Ach, die großen Scharen der Menschen, so viele von Anbeginn der Geschichte in ihren Sünden starben, finden nun ihr ewiges Gericht, wenn die Strafe und Pein auch verschieden ausfallen wird nach dem verschiedenen Maß ihrer Bosheit und Schuld und andererseits nach dem verschiedenen Maße der Erkenntnis, die sie auf Erden von Gott besaßen.101 Besonders schwer muß also das Gericht all der vielen Millionen sein, die das Wort Gottes gehört hatten, sich aber nicht in Buße und Glauben zu Gott bekehrten, die Sein großes, freies und ewiges Heil in Jesu verschmähten. Wie viele Millionen hatten doch den Namen, daß sie lebten, waren aber tot; sie waren vielleicht in vieler Hinsicht ehrbar, brav und religiös, aber nicht wiedergeboren und nicht versöhnt. Wie viele Millionen auch waren „beinahe überredet", aber sie sagten: „Für jetzt gehe hin; zu einer gelegeneren Zeit will ich dich rufen lassen." Sie schoben ihr Heil auf, bis es für immer zu spät war; oder sie waren zu „feige", um in einer feindseligen Welt den gekreuzigten Erlöser zu ergreifen und sich Ihm zu ergeben. Ihr Teil ist nun „im Feuersee". „Das Meer gab die Toten, die in ihm waren; und der Tod und der Hades gaben die Toten, die in ihnen waren." Also Meer und Erde102 gaben die Leiber zurück, die dort lagen, wenn sie auch als Bestandteile der Erde längst „die Verwesung sahen". Und der Hades gibt die Seelen der Verstorbenen zurück.103 „Der Tod und der Hades", d. h. alle die vielen Seelen, die bis dahin noch in ihrer Haft waren, „wurden geworfen in den Feuersee. Dies ist der zweite Tod, der Feuersee."

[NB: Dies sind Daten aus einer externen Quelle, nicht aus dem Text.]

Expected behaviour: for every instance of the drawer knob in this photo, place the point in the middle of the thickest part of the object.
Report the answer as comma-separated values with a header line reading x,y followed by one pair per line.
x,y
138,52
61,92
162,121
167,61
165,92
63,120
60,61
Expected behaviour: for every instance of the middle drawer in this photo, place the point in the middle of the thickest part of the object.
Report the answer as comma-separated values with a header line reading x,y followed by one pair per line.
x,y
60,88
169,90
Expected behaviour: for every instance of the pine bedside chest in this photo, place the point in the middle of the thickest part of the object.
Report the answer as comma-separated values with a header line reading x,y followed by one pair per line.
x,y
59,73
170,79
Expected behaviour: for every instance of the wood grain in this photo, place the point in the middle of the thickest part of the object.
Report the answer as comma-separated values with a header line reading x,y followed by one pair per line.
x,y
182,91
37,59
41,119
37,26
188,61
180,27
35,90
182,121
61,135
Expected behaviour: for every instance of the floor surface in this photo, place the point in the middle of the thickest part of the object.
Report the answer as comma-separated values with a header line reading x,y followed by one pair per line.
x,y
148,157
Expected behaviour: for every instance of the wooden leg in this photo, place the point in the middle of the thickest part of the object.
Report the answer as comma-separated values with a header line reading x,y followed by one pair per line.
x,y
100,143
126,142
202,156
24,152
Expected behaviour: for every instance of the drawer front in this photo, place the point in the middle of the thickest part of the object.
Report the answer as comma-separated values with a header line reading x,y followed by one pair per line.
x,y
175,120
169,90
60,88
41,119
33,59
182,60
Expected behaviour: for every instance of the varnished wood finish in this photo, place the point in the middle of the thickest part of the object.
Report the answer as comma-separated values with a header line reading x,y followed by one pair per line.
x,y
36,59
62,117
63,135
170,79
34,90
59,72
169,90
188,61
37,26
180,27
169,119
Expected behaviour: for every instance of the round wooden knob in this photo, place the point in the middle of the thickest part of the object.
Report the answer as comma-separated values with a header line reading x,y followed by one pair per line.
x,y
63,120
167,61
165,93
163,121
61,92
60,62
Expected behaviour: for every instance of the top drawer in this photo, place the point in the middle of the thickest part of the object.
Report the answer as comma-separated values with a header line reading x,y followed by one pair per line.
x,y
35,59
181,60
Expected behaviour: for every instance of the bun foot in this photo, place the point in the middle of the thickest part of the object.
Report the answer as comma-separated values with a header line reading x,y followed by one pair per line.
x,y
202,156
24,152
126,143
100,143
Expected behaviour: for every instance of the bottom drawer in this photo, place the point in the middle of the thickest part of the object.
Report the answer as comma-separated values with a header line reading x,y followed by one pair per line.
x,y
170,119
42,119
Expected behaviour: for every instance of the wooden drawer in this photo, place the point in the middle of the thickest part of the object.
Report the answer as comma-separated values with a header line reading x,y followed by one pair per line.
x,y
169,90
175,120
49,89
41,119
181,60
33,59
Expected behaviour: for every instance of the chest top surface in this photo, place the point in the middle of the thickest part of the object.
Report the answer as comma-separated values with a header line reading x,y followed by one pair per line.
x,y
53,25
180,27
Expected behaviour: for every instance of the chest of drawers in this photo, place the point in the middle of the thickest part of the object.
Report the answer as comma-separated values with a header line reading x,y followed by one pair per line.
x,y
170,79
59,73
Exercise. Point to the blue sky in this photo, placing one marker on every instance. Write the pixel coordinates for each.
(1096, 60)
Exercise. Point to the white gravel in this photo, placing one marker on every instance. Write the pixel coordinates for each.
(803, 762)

Niemand aber denke, daß „der Feuersee", d. h. der zweite oder ewige
Tod, eine Vernichtung sei. „Feuer" bedeutet „Gericht" aber nicht immer
Zerstörung. So hören wir vom Satan und seinen Engeln, daß sie „im
Feuersee Tag und Nacht gepeinigt werden in Ewigkeit". (Off 20,10.)
Gottes Wort nennt auch einen Menschen, der in seinen Sünden lebt und
keineswegs vernichtet ist, schon „tot". (Eph 2,1.5; 1Tim 5,6.)
Ach, daß die Menschen doch, anstatt sich die Schrecken des ewigen
„Verderbens" und „des ewigen Feuers" zu verhehlen, jetzt am Tage des
Heils ihre Zuflucht nehmen möchten zu Gottes wunderbarer Gnade in Jesu
Christo! Wie kostbar, aber auch wie ernst sind die Worte: „Siehe, jetzt
ist die Zeit der Annehmung; jetzt ist der Tag des Heils!" (
98 Der „Richterstuhl Gottes" (Röm 14,10) ist derselbe wie der Richterstuhl Christi" (2Kor 5,17). Aber wie wir bereits sagten, kommen die Gerechten im Himmel vor den Richterstuhl, wenn sie schon bei und mit Christo auf ewig verherrlicht und selig sind. Die Ungerechten dagegen kommen mehr als 1000 Jahre später auf Erden vor den Richterstuhl, wenn sie nämlich am jüngsten Tage vor „dem großen weißen Thron" erscheinen müssen, um für ihre Sünden bestraft und nach ihren Werken gerichtet zu werden.↩︎
99 „Geringen" ist hier wohl besser übersetzt als „Kleinen", denn für die „Kleinen" (d. h. die Kinder) haben wir Verheißungen, daß sie nicht verloren gehen (Mt 18,10.11.14.). Und bei Kindern kann man wohl auch noch nicht in dem Sinne von „Werken" reden wie bei Erwachsenen.↩︎
100↩︎Oder: „Wer als Hundertjähriger stirbt, wird ein Jüngling (eig. Knabe) sein, und wer als Hundertjähriger verflucht wird, wird ein Sünder sein."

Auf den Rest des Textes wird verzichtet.